1602 in Thüringen geboren, erlangte der Jesuitenpater Athanasius Kircher in ganz Europa einen legendären Ruf als wissenschaftliches Orakel. Nach Rom berufen, errichtete er nicht nur das erste öffentlich zugängliche Kuriositätenkabinett, sondern erfand unter anderem Abhöranlagen, Musik komponierende Maschinen und eine Sonnenblumenuhr. All die Wunder der Welt waren Kircher zu entziffernde Hinweise auf die Ordnung und die Güte Gottes. Doch während er mit seinen schier grenzenlosen Interessen vom Vulkanismus bis zur chinesischen Kultur lange als Virtuose barocker Gelehrsamkeit galt, geriet sein Wirken mit dem Aufkommen des modernen wissenschaftlichen Denkens noch zu seinen Lebzeiten in den Ruch der Scharlatanerie. Andreas Bähr erzählt die atemberaubende Biografie Kirchers, die Romanautoren wie Daniel Kehlmann und Umberto Eco inspirierte, auf kunstvolle Art - anhand von Begriffen wie »Waffen«, »Schiffbruch«, »Wunderkinder«, »Rattenfänger« oder »Schokolade«. So entsteht eine Form der barocken Enzyklopädie, die nicht nur ein neues Licht auf den Weltenleser wirft, sondern auch seine Lebenswelt auf beispiellose Weise anschaulich werden lässt.

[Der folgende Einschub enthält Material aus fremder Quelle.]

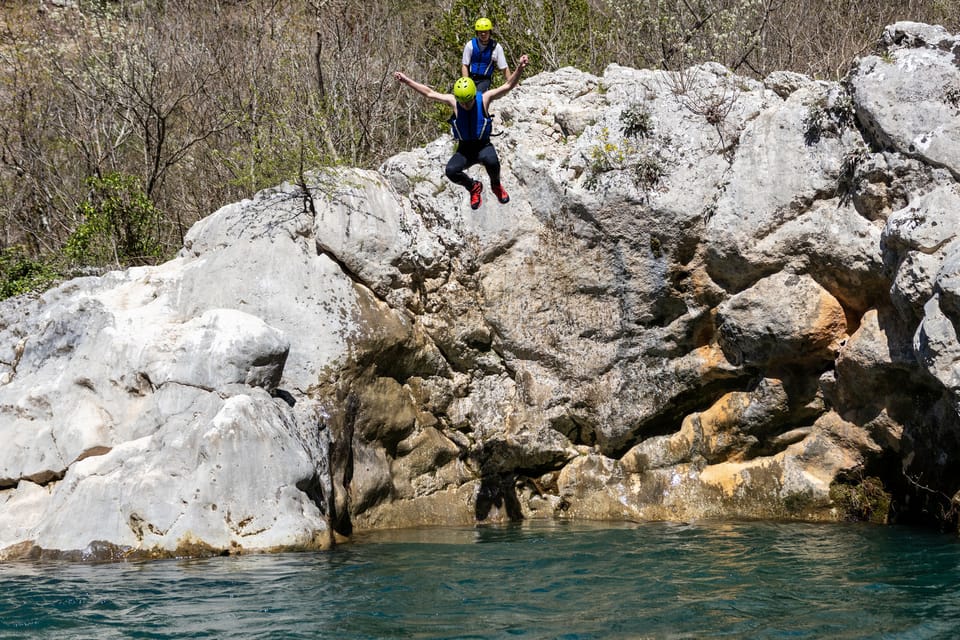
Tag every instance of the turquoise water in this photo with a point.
(713, 579)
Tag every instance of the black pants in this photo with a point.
(469, 153)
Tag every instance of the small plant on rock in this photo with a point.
(637, 122)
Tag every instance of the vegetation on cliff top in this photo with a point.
(127, 121)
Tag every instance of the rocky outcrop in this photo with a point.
(708, 296)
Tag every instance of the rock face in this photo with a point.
(708, 296)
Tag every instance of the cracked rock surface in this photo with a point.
(708, 296)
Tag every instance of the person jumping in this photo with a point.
(471, 127)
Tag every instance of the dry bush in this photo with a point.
(204, 102)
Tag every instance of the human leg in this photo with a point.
(456, 173)
(491, 162)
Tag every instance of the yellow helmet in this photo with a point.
(483, 24)
(464, 90)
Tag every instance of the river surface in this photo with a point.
(658, 580)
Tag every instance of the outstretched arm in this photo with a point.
(512, 80)
(422, 89)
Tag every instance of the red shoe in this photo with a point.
(475, 199)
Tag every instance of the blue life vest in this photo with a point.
(473, 124)
(481, 62)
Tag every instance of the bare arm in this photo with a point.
(512, 81)
(424, 90)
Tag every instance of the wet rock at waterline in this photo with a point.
(708, 296)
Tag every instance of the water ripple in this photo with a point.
(711, 579)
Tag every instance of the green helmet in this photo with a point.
(464, 90)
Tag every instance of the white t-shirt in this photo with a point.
(499, 58)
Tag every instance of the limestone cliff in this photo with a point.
(708, 296)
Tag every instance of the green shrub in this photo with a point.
(864, 499)
(19, 274)
(119, 225)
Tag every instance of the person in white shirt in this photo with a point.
(482, 55)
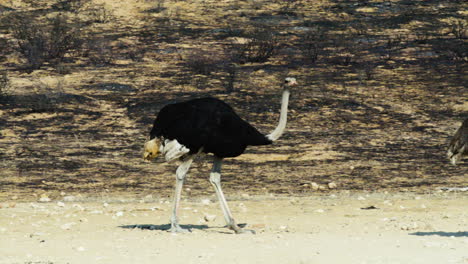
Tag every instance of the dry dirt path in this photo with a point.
(333, 228)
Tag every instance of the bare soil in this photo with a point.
(336, 228)
(368, 126)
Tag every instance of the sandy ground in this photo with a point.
(331, 228)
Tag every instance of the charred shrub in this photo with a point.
(313, 43)
(202, 62)
(260, 45)
(44, 42)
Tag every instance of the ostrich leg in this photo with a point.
(180, 177)
(215, 180)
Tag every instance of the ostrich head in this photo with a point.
(289, 81)
(151, 149)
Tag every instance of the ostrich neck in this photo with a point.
(283, 117)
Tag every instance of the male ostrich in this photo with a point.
(459, 144)
(207, 125)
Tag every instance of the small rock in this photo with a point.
(36, 206)
(80, 249)
(242, 207)
(205, 201)
(209, 218)
(314, 186)
(78, 207)
(69, 198)
(44, 199)
(120, 213)
(67, 226)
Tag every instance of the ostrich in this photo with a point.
(459, 144)
(183, 130)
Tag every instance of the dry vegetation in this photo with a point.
(383, 87)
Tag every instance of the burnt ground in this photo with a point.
(375, 111)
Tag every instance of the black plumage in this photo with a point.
(207, 124)
(458, 146)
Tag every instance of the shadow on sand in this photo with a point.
(441, 233)
(165, 227)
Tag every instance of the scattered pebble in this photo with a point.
(69, 198)
(67, 226)
(119, 213)
(44, 199)
(209, 218)
(205, 201)
(78, 207)
(314, 186)
(36, 206)
(80, 249)
(242, 207)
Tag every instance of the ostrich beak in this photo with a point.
(151, 149)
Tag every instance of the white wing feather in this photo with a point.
(173, 150)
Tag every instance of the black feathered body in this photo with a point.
(207, 124)
(458, 146)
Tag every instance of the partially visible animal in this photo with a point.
(458, 147)
(183, 130)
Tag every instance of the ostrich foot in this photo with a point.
(240, 230)
(177, 229)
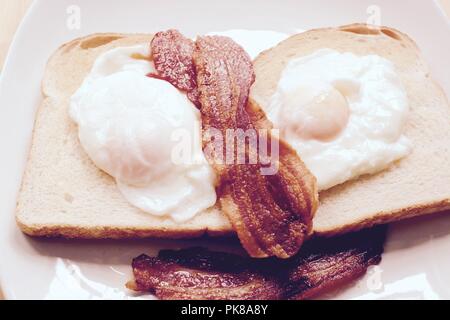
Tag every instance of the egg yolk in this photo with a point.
(318, 112)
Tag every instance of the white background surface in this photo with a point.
(416, 262)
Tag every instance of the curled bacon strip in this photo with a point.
(172, 56)
(272, 214)
(197, 273)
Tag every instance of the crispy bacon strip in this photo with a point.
(172, 56)
(272, 214)
(197, 273)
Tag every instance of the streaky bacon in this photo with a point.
(272, 214)
(172, 56)
(198, 273)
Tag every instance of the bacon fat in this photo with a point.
(321, 266)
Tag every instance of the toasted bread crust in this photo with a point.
(102, 213)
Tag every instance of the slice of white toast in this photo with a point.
(64, 194)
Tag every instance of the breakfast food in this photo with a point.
(267, 224)
(417, 184)
(67, 192)
(321, 266)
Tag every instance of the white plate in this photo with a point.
(416, 261)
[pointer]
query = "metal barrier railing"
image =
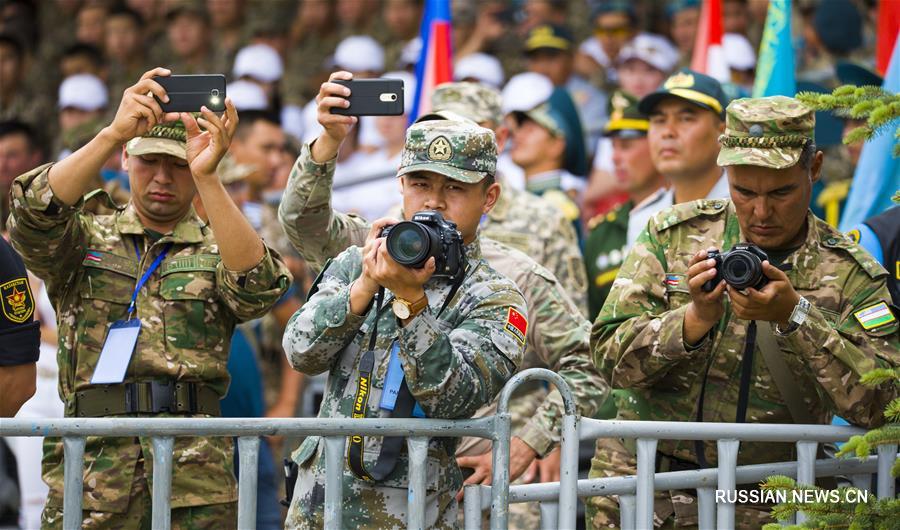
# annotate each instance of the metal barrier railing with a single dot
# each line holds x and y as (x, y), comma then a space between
(162, 432)
(636, 492)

Frankfurter Allgemeine Zeitung | Besprechung von 14.10.2023An der Muschel entziffert sich die Schöpfung
Mit der richtigen
Schokolade sind die Weltgeheimnisse fast schon gelöst: Andreas Bähr stellt Athanasius Kircher vor.
Von Achim Landwehr
Von Achim Landwehr
Man wird Athanasius Kircher mit der Feststellung kaum unrecht tun, er sei der Gegenwart des 21. Jahrhunderts weitgehend abhandengekommen. Im Gegensatz zu anderen Wissenschaftlern des siebzehnten Jahrhunderts, im Gegensatz also zu Galilei, Kepler, Leibniz oder Newton, mit denen Kircher Phasen seiner Lebenszeit teilte, findet er sich heutzutage kaum als Straßenname oder für die Benennung wissenschaftlicher Institutionen verewigt. Und das nicht, weil er in seiner Wirkungszeit weniger bedeutsam oder weniger produktiv gewesen wäre (eher im Gegenteil), sondern weil sein Ansatz zur Entschlüsselung der Weltgeheimnisse heute kaum noch anschlussfähig erscheint.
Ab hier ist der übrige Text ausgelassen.